A black box, yesterday.

This is all very well when we know that the data is of a constant variance. For example a user rating on a product is between 3.5 and 4.7 stars on average and the algorithm is applied, could be a recommendation or a segmentation.  In batches no great deal if the results are monitored and confirmed.

What about realtime? High Frequency Trading essentially uses this black box sort of paradigm. No human interaction and the system trades many times a second.  If the flap of a butterfly’s wings causes the ripple then the effects are sometimes cyclical.

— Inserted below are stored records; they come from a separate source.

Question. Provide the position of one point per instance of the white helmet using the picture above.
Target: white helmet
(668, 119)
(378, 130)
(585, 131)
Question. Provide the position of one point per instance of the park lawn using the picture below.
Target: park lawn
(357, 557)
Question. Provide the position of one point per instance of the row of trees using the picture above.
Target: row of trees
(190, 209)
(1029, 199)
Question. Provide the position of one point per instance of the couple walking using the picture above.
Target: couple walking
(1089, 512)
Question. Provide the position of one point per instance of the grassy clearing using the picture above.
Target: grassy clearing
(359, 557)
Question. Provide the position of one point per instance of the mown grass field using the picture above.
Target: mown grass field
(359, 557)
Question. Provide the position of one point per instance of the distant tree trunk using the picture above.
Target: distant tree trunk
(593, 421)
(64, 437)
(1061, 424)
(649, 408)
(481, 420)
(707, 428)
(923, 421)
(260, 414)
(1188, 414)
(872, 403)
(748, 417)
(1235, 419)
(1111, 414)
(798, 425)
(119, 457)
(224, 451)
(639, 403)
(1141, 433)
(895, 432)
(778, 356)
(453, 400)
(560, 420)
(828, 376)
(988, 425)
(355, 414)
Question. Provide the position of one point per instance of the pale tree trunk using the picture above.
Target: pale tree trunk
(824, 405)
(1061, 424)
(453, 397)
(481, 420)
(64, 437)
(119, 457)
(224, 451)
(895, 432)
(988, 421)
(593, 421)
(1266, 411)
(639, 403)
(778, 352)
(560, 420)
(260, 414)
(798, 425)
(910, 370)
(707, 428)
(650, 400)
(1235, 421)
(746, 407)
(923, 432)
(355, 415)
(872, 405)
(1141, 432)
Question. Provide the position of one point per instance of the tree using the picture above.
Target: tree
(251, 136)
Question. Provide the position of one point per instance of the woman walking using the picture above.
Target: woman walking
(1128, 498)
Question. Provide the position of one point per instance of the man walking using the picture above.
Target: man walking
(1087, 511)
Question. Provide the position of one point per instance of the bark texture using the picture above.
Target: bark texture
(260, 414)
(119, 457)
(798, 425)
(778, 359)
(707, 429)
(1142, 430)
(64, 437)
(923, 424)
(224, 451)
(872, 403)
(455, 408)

Algorithmic and HFT were shown to have contributed to volatility during the May 6, 2010 Flash Crash, when the Dow Jones Industrial Average plunged about 600 points only to recover those losses within minutes. At the time, it was the second largest point swing, 1,010.14 points, and the biggest one-day point decline, 998.5 points, on an intraday basis in Dow Jones Industrial Average history. (link to full article here)

Autonomic Managers

Thinking as algorithms as part of a nervous system gives us some greater control of the a spiralling outcome.  Autonomic managers are based on a control loop that do the following:

Montior -> Analyse -> Plan -> Execute

From those four elements we produce the fifth, knowledge.  Now if this knowledge can be used to refine the working elements of an algorithm then we’re potentially on to a good thing.  I wrote about understanding the autonomic manager concept for IBM in 2004 (nine years ago!).

A single algorithm set in a Hadoop like Black Box won’t solve every problem.  Like all software development there’s a constant refining process.  Automated systems make our lives even more reliant on the systems that work for us, they can do it quicker and more efficient than we can.

The real question now is can the black box be trained to heal itself when it senses a problem with the incoming data.  Will my algorithm be able to heal itself before the next iteration? That could be minutes, seconds or even milliseconds.

Can the MAPE-K principle be put into BigData?  Personally I think it can….